The menu is divided into bar snacks, medium-priced seafood and vegetable dishes and higher-priced grilled meats.

Tanto is best experienced like Spanish tapas – order many, share and eat with wine. The bill will escalate quickly, but there's little quibble about value – the food here is adventurous and satisfying.

Bread ($6) is a small dome of a crusty sourdough and comes with a ramekin of whipped beef tallow, which tastes like butter and steak. The smoked ricotta emapanadas ($7) are small dumplings, about three bites worth, and are deep-fried rather than the usual baked. The dough is light and the cheese gets just the right amount of smoke.

Mr. Iliopoulos's talent really shines with the small handful of seafood dishes. Raw albacore tuna is thinly sliced and dressed with salsa criolla, a tomato-and-pepper-based sauce that typically accompanies grilled meat but actually fits perfectly with fatty tuna.

Albacore tuna crudo with fennel and salsa criolla.

Grilled squid is the standout, full of flavour and varied textures. Squid, a bit smoky, is cut into eight pieces, accompanied with a garlicky, crunchy burnt-almond pesto, slightly acidic pickled chanterelle mushrooms and small crispy strips of pancetta. This is not Argentina; this is Toronto: South America and southern Europe synthesized into a bite that tastes like something you wouldn't find in either.

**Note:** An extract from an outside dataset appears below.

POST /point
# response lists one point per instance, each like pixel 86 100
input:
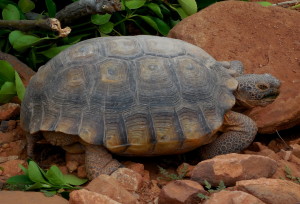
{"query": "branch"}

At times, the strong garlic and mix of crunch and chew give the dish an Asian inflection. Culinary geography is flouted. Who cares? It's delicious.

Mr. Iliopoulos's call-out to Argentina's Italian diaspora is unusual, too. His leek noquis (gnocchi), little fluffy dumplings made with grilled leeks instead of potatoes, come with hen of the woods mushrooms and covered with melted Taleggio cheese. It's unlikely you'd see this tasty, decadent dish on a menu in Rome or Buenos Aires.

Tanto sources excellent beef from Penokean Hills Farms, near Sault Ste. Marie, Ont. The chef forgoes typical steak cuts, offering instead bavette and short rib. The bavette is tasty and slightly chewy, grilled to our desired medium-rare and seasoned correctly.

The thick short rib, a cut that is typically reserved for braising, is cooked sous-vide for two days before it's grilled on fire. It's well blackened with a crusty exterior, but a bit too soft in the middle. A day too long in the sous-vide? Still, the flavour is excellent.

Niall McCotter, a partner in the restaurant's ownership group who is also overseeing the dining room during Tanto's launch phase, compiled a wine list that, on my visits, had only one Argentine bottle – a white riesling. The reason: He buys wines from small, independent agents; Argentine wine exported to Ontario is dominated by mass producers who sell large quantities to the LCBO.

Banana and dulce de leche milhojas.

Instead, he stocks bottles such as Domaine Karim Vionnet's Vin de Kav, a beautiful natural wine from France's Beaujolais region, and Bodegas Valdesil Montenovo, a neat, tight white from Spain's Galicia. All the wines sampled paired well with the food. Trust his suggestions.

With the bar set so high after successive dishes, desserts feel like a bit of a letdown.

The milhojas – an Argentine version of the French mille-feuille classic – is the best of the lot, sweet and rich, as it should be. The other desserts – a poached pear and a coconut tres leches cake – could be sweeter. It's a whimper ending after so many successful dishes.

Desserts aside, there were no other apparent kinks. The restaurant just opened in December but service is smooth and prompt, and the kitchen is cooking confidently with ideas. Mr. Iliopoulos is rewriting the culinary map here, using Argentina as a starting point but going to many other places along the way. Follow his lead and you'll eat well.